By Nick Patience

With Truste, the web-based online privacy initiative up and running and with just over 300 members, we wondered what had happened to its rival, the Better Business Bureau Online, which is attempting to do much the same thing. That is, to ensure that web site owners establish policies for maintaining the privacy of visitors to their site and then sticking to those policies. BBBOnline’s VP and general manager Russ Bodoff tells us that tests will start next week with about 30 web sites that will display the BBBOnline seal. They will have used the organization’s compliance assessment model, to construct their privacy policy. This is an eight-page document that lays out the principles upon which a privacy policy should be based.

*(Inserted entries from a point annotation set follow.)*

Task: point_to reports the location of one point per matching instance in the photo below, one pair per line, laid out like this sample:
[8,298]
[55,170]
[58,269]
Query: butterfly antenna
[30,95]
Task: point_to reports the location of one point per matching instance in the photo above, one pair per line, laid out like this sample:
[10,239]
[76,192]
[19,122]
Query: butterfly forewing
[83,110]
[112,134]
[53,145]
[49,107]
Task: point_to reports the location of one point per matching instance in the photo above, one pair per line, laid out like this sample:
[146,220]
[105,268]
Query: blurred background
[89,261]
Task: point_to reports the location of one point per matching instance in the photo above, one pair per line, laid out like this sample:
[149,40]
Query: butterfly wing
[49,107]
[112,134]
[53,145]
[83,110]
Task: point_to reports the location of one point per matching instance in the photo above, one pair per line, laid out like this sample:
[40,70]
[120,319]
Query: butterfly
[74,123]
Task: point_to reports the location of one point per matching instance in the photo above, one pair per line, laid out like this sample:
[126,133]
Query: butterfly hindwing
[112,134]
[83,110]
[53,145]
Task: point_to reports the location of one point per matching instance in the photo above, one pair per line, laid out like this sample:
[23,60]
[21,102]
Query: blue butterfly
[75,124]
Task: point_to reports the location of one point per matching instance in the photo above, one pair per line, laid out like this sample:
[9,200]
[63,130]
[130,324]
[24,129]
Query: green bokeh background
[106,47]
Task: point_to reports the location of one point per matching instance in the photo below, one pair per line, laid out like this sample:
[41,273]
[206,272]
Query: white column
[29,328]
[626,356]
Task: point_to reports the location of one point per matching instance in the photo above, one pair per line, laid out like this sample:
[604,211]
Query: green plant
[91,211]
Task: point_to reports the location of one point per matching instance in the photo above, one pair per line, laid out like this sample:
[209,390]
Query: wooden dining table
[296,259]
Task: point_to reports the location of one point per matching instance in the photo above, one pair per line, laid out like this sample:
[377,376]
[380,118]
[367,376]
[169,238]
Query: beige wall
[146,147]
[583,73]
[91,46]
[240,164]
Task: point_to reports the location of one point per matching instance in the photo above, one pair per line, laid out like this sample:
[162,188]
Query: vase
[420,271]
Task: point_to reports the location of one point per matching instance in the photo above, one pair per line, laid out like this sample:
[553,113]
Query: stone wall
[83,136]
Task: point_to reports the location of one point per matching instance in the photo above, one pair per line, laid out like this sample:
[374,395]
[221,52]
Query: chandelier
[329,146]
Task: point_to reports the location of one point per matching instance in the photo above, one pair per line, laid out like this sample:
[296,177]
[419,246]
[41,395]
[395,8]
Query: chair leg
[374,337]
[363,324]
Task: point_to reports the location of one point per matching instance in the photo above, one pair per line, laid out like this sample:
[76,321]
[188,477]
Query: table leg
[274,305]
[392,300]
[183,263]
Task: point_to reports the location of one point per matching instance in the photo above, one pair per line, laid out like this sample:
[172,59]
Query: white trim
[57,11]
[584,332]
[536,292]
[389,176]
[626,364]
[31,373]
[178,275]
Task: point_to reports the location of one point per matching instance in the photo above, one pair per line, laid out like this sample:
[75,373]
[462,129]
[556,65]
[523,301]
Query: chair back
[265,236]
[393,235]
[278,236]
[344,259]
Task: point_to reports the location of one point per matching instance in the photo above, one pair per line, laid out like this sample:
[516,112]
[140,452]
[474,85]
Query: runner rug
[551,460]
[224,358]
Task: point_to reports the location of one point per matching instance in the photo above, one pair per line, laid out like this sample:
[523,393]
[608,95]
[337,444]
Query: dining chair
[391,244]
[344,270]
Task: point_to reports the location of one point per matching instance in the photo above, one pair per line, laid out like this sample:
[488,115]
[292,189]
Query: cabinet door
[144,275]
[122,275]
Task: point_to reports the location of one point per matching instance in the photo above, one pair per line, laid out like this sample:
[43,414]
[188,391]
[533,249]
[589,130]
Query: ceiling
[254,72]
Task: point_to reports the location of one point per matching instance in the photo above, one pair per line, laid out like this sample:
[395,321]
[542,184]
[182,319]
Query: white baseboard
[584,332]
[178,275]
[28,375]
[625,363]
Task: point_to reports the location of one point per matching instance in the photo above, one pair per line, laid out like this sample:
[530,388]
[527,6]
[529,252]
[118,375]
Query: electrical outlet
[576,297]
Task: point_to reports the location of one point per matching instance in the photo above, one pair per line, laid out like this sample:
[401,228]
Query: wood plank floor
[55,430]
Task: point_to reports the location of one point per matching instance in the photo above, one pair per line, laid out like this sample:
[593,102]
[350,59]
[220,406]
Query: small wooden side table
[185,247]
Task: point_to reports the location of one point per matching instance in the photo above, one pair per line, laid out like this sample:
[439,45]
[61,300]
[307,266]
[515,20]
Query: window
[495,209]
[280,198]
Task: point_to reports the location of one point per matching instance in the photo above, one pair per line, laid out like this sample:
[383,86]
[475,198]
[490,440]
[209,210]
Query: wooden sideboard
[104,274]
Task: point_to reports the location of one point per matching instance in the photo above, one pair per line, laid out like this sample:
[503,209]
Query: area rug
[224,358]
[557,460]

The reason for the sudden interest in privacy is the recent enactment of the European Union’s data protection directive and the need for US companies to at least get near to complying with it. Under the directive, which is yet to become law in most EU countries, US companies would not be able to transfer data gathered in Europe to the US because the US does not have an adequate level of legal protection for the personal data, in the eyes of the EU. Bodies such as Truste and BBBOnline are the industry’s answer to the US government’s calls for a self- regulatory framework that will minimize the amount of legislation needed in the US.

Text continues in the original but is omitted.